The above code can be rewritten as follows:

```python
import asyncio
from dataclasses import dataclass
from magda.module import Module
from magda.decorators import accept, produce, finalize, expose
from magda.pipeline import SequentialPipeline


@dataclass
class Number(Module.Interface):
    value: int

@dataclass
class Power(Module.Interface):
    number: int
    power: int = 1


@produce(Number)
@finalize
class AddingNumbersModule(Module.Runtime):
    def run(self, data, request):
        return Number(sum(request))

@accept(Number)
@produce(Power)
@expose()
@finalize
class RaisingToPowerModule(Module.Runtime):
    def run(self, data, **kwargs):
        number = data.get(Number).value
        power = self.parameters['power']
        return Power(number ** power, power=power)


sum_module = AddingNumbersModule('module_sum')
power_module = RaisingToPowerModule('module_power')
power_module.depends_on(sum_module)
power_module.set_parameters({'power': 2})

builder = SequentialPipeline()
builder.add_module(sum_module)
builder.add_module(power_module)

runtime = asyncio.run(builder.build())
result = asyncio.run(runtime.run(request=[1, 2, 3]))
print(result['module_power'])
# output: Power(number=36, power=2)
```

### 3. `SequentialPipeline` built from a config file
It's also recommended to use configs - `yaml` files that enable to define a pipeline easily.

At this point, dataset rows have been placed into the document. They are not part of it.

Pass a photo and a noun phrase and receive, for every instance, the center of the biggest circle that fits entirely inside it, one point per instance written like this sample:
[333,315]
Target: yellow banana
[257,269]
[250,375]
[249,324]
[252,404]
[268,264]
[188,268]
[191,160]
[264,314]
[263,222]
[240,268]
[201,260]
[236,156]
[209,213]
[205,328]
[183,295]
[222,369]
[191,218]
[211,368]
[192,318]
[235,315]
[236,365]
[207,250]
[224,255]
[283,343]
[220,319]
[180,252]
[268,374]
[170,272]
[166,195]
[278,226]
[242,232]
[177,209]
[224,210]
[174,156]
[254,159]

The *Pipeline creation* and *Pipeline build* steps are now replaced by registering `Modules` in the `ModuleFactory` and reading the pipeline from a configuration file.  

The same pipeline as before can be obtained using the below config:

###### my_config_file.yaml
```yaml
modules:
  - name: module_sum
    type: adding-numbers-module
  - name: module_power
    type: raising-to-power-module
    depends_on:
      - module_sum
    parameters:
      power: 2
```

```python
import asyncio
from dataclasses import dataclass
from magda.module import Module
from magda.decorators import accept, produce, finalize, expose
from magda.pipeline import SequentialPipeline
from magda.module.factory import ModuleFactory
from magda.config_reader import ConfigReader


@dataclass
class Number(Module.Interface):
    value: int

@dataclass
class Power(Module.Interface):
    number: int
    power: int = 1


@produce(Number)
@finalize
class AddingNumbersModule(Module.Runtime):
    def run(self, data, request):
        return Number(sum(request))

@accept(Number)
@produce(Power)
@expose()
@finalize
class RaisingToPowerModule(Module.Runtime):
    def run(self, data, **kwargs):
        number = data.get(Number).value
        power = self.parameters['power']
        return Power(number ** power, power=power)


ModuleFactory.register('adding-numbers-module', AddingNumbersModule)
ModuleFactory.register('raising-to-power-module', RaisingToPowerModule)

with open('my_config_file.yaml') as file:
    config = file.read()
    runtime = asyncio.run(ConfigReader.read(config, ModuleFactory))

result = asyncio.run(runtime.run(request=[1, 2, 3]))
print(result['module_power'])
# output: Power(number=36, power=2)
```

## License
Distributed under the [Apache-2.0 License](LICENSE).